GTA est un pilier fondateur du genre, un chef-d'œuvre, un jeu que tous les représentants du genre "sandbox dans la ville" essaient d'imiter. Beaucoup pensent encore que seuls Rockstar peuvent faire des jeux GTA, et ils ont bien raison en partie. Sauf que Rockstar essaie chaque année de rendre ses jeux de plus en plus réalistes et crédibles. Nous sommes fascinés par la physique complexe des voitures en mouvement, la physique des corps humains, le changement harmonieux du jour à la nuit, le comportement des gens dans la rue, la destructibilité… et bien d'autres choses encore. Mais derrière tout cela, GTA a perdu quelque chose...

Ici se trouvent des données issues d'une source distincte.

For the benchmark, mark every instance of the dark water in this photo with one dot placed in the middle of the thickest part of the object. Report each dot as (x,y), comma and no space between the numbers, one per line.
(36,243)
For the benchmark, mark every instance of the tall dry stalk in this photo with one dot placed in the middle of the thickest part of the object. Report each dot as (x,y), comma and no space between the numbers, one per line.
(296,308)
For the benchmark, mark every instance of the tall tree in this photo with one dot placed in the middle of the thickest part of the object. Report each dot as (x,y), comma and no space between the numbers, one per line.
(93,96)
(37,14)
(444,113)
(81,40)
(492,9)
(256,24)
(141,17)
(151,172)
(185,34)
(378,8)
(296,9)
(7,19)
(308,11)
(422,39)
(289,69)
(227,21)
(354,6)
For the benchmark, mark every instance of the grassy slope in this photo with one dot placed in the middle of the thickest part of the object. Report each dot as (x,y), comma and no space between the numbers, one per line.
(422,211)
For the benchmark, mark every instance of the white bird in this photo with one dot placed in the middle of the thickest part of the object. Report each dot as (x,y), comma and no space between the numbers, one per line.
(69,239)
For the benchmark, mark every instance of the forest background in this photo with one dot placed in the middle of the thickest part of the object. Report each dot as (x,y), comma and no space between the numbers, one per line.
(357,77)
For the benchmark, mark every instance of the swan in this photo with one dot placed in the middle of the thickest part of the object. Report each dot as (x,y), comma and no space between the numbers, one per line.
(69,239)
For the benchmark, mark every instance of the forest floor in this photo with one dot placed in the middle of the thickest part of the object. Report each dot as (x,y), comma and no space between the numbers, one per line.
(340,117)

Ce qui fait plaisir dans [Saints Row](/games?search=Saints Row)

Dès 2006, Volition a sorti un jeu qui ne cherchait pas à imiter les nouveaux GTA ; il n'y avait pas de pompier et de sérieux, vers lesquels la série originale aspirait alors tant. Au contraire, le jeu était rempli de blagues dévastatrices, de toutes sortes de parodies, d'actions effrénées et d'une folie sans fin, essayant de s'écarter des normes modernes et de revenir aux racines - aux premiers épisodes de la célèbre GTA (vous vous souvenez comme il était agréable d'écraser une foule de pionniers sortant d'un bus). Le deuxième épisode a consolidé le succès, augmentant le degré de folie à des hauteurs inimaginables - c'est dans ce jeu que nous pouvions arroser les maisons des déchets de vie à partir d'un véhicule correspondant. Nous n'avons pas eu le temps de nous ennuyer : une intrigue intéressante, des quêtes supplémentaires, des mini-jeux incroyables. Et il y avait aussi un éditeur de personnages fantastique sur lequel nous pouvions passer des heures.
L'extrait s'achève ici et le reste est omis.